The professional cannot allow the actions of others to define his reality.

The professional learns to recognize envy-driven criticism and to take it for what it is: the supreme compliment. The critic hates most that which he would have done himself if he had had the guts.

If we think of ourselves as a corporation, it gives us a healthy distance from ourselves. We're less subjective. We don't take blows as personally.

There's no mystery to turning pro. It's a decision brought about by an act of will. We make up our minds to view ourselves as pros, and we do it. Simple as that.

The most important thing about art is to work. Nothing else matters except sitting down every day and trying.

Whatever you can do, or dream you can, begin it. Boldness has genius, magic, and power in it. Begin it now.

Resistance feeds on fear. We experience Resistance as fear. But fear of what? Fear That We Will Succeed. We fear discovering that we are more than we think we are.

Most of us define ourselves hierarchically and don't even know it. We humans seem to have been wired by our evolutionary past to function most comfortably in a tribe of twenty to, say, eight hundred. We have entered Mass Society. The hierarchy is too big. It doesn't work anymore.

Artists can’t look to others to validate their efforts or their calling. They must operate territorially. They must do their work for its own sake.

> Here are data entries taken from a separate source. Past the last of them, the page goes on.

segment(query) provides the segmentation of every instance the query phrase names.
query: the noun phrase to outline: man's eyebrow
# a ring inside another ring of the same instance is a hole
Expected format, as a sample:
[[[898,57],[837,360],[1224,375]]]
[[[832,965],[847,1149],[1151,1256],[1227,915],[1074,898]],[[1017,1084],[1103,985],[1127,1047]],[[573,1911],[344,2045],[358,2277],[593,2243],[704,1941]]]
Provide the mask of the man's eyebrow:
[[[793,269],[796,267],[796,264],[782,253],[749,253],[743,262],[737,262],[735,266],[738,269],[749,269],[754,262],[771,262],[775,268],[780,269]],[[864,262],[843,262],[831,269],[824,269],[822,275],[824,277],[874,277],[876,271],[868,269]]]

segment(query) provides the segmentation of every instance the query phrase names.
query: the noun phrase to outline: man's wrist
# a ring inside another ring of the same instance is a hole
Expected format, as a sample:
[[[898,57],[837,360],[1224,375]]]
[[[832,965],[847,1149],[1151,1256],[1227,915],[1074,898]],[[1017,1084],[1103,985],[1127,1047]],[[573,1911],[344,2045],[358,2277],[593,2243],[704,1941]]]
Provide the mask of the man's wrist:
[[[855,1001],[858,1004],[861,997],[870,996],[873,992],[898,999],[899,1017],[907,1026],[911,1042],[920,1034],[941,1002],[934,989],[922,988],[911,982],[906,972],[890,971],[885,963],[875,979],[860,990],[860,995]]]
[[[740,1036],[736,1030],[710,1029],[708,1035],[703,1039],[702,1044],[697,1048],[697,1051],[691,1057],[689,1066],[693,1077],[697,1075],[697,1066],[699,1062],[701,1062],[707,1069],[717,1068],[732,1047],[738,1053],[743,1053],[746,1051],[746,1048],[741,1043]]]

In the hierarchy, artists face outward. Meeting someone new, they ask themselves: “What can this person do for me? How can this person advance my standing?” They look up and down. But, the one place they can’t look is the place they must: within.

Qualities of a territory:

  • Provides sustenance.
  • Sustains us without any external input.
  • It can only be claimed alone.
  • It can only be claimed by work.
  • Return exactly what you put in.

What about ourselves as artists? How do we do our work? Hierarchically or territorially? If we were freaked out, would we go there first? If we were the last person on earth, would we still show up at the studio, the rehearsal hall, the laboratory?

Are you a born writer? Were you put on earth to be a painter, a scientist, an apostle of peace? In the end, the question can only be answered by action. Do it or don't do it.

Creative work is not a selfish act or a bid for attention on the part of the actor. It's a gift to the world and every being in it. Don't cheat us of your contribution. Give us what you've got.